Kasus ini telah diputus sebagai tindak pidana korupsi oleh Pengadilan Negeri (PN) Jakarta Selatan pada tahun 2016 dengan Nomor 50/Pid.Sus/Tpk/2016/PN.Jkt.Pst.
Padahal, hasil riset menunjukan bahwa kasus di atas membuktikan adanya pelanggaran atas Pasal 3 UU 31/1999 jo UU 20/2021 tentang Pemberantasan Korupsi juga Pasal 1 ayat 14 UU 30/2014 tentang Administrasi Pemerintahan.
Selain itu, praktek konflik kepentingan ini bertentangan dengan pengaturan Pasal 236 UU Nomor 17 tahun 2014 (UU MD3) terkait larangan bagi anggota parlemen.
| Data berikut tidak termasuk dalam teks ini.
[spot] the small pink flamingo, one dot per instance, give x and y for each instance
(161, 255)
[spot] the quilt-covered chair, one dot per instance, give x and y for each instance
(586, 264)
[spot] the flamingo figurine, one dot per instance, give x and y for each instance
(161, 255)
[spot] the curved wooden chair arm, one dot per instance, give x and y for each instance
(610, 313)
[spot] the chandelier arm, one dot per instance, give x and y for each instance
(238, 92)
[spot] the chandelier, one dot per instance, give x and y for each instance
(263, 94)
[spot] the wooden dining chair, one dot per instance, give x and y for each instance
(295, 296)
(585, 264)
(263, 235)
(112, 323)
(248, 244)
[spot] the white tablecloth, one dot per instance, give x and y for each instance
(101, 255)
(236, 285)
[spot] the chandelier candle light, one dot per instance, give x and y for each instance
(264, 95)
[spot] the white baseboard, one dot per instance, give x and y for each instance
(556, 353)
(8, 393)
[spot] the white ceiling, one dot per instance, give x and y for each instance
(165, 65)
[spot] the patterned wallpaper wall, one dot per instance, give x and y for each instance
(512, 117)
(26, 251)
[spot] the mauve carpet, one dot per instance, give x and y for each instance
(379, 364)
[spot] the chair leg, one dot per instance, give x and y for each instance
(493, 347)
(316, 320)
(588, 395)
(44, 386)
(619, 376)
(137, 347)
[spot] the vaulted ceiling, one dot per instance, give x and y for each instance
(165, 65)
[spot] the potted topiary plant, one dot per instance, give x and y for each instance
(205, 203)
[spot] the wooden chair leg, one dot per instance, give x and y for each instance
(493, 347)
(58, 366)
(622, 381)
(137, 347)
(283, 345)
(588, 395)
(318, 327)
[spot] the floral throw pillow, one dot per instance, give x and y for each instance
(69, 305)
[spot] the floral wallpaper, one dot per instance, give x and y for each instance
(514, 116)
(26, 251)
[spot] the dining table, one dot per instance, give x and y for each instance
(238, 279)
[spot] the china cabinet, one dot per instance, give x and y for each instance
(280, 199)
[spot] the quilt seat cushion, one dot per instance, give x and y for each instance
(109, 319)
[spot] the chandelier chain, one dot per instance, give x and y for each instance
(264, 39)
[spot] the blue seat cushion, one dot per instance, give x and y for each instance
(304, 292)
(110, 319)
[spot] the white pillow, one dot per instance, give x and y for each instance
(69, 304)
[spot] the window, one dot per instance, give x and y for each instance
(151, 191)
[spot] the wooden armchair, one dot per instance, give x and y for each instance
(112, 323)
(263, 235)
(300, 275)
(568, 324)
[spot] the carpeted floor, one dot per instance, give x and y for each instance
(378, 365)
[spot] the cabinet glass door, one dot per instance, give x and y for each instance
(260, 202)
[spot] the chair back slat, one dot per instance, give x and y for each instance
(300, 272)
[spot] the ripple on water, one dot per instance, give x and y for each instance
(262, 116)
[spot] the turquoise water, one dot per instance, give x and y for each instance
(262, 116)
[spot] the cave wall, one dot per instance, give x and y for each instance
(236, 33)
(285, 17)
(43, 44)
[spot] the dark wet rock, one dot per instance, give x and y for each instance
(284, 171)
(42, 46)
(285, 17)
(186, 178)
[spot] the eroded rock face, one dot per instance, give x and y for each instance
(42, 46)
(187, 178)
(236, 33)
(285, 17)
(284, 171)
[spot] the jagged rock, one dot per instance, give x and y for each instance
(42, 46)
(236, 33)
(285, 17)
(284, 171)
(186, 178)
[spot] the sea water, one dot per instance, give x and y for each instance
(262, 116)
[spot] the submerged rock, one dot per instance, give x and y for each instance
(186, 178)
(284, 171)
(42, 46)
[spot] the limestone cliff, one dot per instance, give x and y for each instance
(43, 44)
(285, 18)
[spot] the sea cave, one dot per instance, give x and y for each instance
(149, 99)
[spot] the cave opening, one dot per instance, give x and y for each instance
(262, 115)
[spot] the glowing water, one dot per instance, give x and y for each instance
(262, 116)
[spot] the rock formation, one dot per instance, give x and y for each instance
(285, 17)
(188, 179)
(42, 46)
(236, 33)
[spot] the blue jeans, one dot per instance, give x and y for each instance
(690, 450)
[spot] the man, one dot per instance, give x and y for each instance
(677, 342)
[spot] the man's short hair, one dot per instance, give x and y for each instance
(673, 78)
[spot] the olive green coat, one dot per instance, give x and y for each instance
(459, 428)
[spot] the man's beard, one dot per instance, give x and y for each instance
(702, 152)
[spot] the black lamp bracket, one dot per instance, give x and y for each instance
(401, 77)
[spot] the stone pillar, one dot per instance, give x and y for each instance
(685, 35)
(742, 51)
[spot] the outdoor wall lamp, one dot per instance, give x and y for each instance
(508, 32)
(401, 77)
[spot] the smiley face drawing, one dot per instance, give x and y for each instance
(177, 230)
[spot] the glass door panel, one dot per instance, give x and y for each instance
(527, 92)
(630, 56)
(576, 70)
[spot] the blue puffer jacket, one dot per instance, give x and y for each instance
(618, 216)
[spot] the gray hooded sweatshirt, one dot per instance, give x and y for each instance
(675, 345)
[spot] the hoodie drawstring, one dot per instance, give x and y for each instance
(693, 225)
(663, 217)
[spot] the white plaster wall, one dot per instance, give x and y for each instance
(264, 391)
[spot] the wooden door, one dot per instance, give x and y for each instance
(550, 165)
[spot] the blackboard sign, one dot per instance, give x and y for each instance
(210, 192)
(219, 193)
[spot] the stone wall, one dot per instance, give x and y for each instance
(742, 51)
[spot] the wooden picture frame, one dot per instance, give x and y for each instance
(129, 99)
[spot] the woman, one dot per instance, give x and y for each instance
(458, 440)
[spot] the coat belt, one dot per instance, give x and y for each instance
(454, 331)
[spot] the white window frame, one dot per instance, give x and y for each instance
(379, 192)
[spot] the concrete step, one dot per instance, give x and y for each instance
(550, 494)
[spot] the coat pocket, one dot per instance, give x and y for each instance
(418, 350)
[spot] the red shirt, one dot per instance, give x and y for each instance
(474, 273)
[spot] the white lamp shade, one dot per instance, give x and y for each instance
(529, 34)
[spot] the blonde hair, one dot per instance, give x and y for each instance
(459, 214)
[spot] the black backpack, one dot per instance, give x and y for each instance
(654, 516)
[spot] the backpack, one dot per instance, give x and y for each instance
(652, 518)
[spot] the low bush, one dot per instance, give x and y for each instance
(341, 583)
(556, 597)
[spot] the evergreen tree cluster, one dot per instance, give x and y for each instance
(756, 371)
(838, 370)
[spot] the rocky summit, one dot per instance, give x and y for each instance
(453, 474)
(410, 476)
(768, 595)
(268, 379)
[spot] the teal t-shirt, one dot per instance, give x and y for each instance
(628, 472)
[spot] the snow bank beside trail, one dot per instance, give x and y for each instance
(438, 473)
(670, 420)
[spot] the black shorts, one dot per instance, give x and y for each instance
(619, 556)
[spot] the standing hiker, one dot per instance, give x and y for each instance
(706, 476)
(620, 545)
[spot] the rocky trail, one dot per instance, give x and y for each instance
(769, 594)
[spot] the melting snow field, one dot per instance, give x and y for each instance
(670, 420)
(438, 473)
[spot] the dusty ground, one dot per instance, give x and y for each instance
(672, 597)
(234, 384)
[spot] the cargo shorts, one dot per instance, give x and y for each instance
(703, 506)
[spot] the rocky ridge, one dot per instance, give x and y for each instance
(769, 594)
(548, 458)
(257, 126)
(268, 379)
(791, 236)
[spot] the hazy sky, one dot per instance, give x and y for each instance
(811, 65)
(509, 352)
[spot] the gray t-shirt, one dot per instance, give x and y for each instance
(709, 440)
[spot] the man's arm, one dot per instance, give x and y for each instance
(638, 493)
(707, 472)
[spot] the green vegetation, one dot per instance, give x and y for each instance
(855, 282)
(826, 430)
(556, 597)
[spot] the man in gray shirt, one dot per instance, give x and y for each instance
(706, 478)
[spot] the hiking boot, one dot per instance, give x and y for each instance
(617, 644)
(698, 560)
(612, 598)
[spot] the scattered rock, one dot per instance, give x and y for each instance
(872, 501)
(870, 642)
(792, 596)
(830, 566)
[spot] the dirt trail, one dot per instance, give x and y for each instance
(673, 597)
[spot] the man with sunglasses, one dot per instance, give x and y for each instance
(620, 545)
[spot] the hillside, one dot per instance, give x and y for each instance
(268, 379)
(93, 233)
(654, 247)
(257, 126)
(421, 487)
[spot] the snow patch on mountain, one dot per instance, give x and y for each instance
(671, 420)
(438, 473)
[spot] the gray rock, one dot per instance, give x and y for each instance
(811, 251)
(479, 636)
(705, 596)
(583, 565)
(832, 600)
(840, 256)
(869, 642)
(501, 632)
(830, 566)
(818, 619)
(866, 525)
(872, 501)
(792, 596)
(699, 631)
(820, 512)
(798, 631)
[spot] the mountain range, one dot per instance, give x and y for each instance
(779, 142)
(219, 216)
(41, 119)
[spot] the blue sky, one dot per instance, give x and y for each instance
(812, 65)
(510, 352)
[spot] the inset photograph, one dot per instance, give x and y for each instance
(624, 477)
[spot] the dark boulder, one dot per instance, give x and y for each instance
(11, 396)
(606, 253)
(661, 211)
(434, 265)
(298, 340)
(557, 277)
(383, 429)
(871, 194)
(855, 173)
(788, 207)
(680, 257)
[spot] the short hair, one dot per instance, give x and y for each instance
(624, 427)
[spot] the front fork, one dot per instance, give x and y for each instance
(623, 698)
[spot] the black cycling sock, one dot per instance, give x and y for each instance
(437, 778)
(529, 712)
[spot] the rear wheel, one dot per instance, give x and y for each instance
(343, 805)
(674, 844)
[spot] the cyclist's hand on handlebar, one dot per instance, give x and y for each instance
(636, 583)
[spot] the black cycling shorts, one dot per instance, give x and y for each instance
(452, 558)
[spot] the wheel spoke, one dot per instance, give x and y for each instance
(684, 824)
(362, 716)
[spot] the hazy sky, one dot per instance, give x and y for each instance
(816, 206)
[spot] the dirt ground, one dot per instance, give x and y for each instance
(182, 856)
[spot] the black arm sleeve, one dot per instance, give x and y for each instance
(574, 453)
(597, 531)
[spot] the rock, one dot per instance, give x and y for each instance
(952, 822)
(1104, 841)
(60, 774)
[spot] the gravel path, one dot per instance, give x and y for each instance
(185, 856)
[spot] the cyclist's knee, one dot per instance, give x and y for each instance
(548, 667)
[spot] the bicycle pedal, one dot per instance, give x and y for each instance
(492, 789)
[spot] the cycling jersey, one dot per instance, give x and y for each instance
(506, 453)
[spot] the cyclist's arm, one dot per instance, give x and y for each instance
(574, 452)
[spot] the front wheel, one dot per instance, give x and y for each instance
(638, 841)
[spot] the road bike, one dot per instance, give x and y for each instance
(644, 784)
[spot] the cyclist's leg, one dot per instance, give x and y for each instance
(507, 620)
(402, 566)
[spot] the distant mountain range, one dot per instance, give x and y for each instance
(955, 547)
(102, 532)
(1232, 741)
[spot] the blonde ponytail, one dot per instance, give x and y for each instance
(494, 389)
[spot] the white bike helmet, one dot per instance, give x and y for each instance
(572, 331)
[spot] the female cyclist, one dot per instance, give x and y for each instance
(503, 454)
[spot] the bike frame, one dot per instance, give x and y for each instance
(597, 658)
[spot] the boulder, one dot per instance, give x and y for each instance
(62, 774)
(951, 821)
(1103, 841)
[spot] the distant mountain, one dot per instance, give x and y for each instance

Temuan menarik dari kasus ini adalah bahwa meskipun telah terbukti bersalah atas pelanggaran pasal perbuatan korupsi, kasus ini tidak diproses secara internal oleh Badan Kehormatan DPRD DKI pada saat itu.
Bahkan, hingga saat riset dilakukan, DPRD DKI belum memiliki aturan internal terkait Kode Etik dan Tata Beracara Penegakan Etik yang seharusnya menjadi aturan internal DPRD, sesuai amanat Pasal 354 UU Nomor 17 Tahun 2014 tentang MD3.
Pengaturan terkait etik baru terdapat dalam Peraturan DPRD Nomor 1 Tahun 2020 tentang Tata Tertib DPRD DKI Jakarta. Peraturan DPRD Nomor 2 Tahun 2020 tentang Kode Etik DPRD DKI Jakarta ternyata juga belum dipublikasikan.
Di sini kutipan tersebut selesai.